Wenn schon der Beschwerdeführer von der Geschäftseröffnung noch vor dem Antritt des Grundwehrdienstes nicht Abstand nehmen wollte, hätte er für eine geeignete Vertretung für die Zeit ab dem Einberufungstermin sorgen müssen, zumal die angesprochene Harmonisierungspflicht mit einschließt, für eine erforderliche Vertretung zu sorgen. Dass ihm dies nicht möglich oder nicht zumutbar gewesen wäre, hat der Beschwerdeführer nicht dargetan. Es hilft somit seinem Standpunkt auch nicht, wenn er bestreitet, seine Eltern könnten ihn in seinem Unternehmen für die Dauer des Grundwehrdienstes unterstützen. Nach der dargestellten Rechtslage hat daher die belangte Behörde zu Recht das wirtschaftliche Interesse des Beschwerdeführers an einer Befreiung nicht als besonders rücksichtswürdig iSd § 26 Abs 1 Z 2 WG angesehen.

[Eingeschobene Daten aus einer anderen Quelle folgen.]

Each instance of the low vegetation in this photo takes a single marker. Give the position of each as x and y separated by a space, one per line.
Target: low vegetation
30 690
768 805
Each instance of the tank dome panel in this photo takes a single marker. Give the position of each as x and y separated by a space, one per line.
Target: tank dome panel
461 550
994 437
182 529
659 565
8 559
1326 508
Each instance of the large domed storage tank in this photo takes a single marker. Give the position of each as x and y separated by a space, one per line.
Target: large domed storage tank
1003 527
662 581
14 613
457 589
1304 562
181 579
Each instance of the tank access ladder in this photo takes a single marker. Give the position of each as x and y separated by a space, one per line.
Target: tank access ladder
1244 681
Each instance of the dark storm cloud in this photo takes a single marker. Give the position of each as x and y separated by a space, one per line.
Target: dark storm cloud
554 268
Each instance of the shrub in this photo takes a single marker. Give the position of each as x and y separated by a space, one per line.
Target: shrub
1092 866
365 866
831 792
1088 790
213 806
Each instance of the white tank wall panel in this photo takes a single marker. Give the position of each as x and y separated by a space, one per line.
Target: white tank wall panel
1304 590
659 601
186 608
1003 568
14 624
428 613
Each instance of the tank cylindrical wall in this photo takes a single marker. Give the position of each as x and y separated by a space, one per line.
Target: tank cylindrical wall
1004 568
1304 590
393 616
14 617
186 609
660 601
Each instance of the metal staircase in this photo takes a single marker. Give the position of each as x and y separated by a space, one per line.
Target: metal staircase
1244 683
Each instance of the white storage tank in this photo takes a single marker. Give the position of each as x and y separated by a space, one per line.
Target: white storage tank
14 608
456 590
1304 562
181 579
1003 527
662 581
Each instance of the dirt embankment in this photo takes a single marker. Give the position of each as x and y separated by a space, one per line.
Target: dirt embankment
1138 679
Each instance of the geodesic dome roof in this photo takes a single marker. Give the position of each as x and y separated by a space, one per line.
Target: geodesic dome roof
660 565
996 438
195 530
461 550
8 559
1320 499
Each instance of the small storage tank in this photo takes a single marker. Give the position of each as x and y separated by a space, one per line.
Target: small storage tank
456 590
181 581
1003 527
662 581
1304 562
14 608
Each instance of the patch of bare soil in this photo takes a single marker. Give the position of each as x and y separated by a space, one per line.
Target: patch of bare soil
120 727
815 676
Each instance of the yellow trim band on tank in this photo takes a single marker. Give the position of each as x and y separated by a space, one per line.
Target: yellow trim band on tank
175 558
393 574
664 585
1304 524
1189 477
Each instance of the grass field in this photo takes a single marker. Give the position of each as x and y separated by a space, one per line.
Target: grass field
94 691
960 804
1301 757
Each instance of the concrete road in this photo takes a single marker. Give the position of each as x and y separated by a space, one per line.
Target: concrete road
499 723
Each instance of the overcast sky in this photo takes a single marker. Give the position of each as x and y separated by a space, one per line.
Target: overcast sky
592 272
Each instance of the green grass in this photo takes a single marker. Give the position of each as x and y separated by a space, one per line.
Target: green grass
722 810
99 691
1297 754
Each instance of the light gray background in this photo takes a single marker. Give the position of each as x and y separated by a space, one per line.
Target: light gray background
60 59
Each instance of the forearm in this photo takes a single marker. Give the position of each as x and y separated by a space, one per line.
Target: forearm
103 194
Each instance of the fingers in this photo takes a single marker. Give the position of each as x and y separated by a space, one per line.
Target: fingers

Auch soweit der Beschwerdeführer familiäre Interessen an seiner Befreiung von der Verpflichtung zur Leistung des Grundwehrdienstes behauptet, ist die Beschwerde nicht zielführend. Denn nach der Rechtsprechung des VwGH liegen besonders rücksichtswürdige familiäre Interessen iSd § 26 Abs 1 Z 2 WG nur dann vor, wenn ein Familienangehöriger des Wehrpflichtigen in seinen eigenen Belangen der Unterstützung durch den Wehrpflichtigen bedarf, die ihm dieser wegen der Ableistung des Wehrdienstes nicht gewähren könnte, und wenn mangels Unterstützung des Angehörigen durch den Wehrpflichtigen eine Gefährdung der Gesundheit oder sonstiger lebenswichtiger Interessen des Angehörigen zu befürchten ist. Der Beschwerdeführer hat sich im Verwaltungsverfahren darauf gestützt, er müsse seine Eltern nach dem Konkurs ihres Unternehmens finanziell unterstützen und das Studium seiner Schwester finanzieren, und verwies auf eine Herzerkrankung des Vaters. Weder im Verwaltungsverfahren noch in seiner Beschwerdeschrift konkretisiert der Beschwerdeführer aber durch sachverhaltsbezogenes und durch Beweise untermauertes Vorbringen, dass allein er die Unterstützung seiner Eltern und seiner Schwester bewirken kann, und seine Angehörigen im Falle der Ableistung des Grundwehrdienstes durch ihn in ihrer Existenz oder sonstigen lebenswichtigen Interessen bedroht seien. Soweit der Beschwerdeführer die Herzerkrankung seines Vaters anspricht, liegt kein Anhaltspunkt dafür vor, ausschließlich der Beschwerdeführer sei in der Lage, für seinen Vater zu sorgen, und es könnten nicht auch die übrigen Familienmitglieder für die notwendige Betreuung des Vaters sorgen.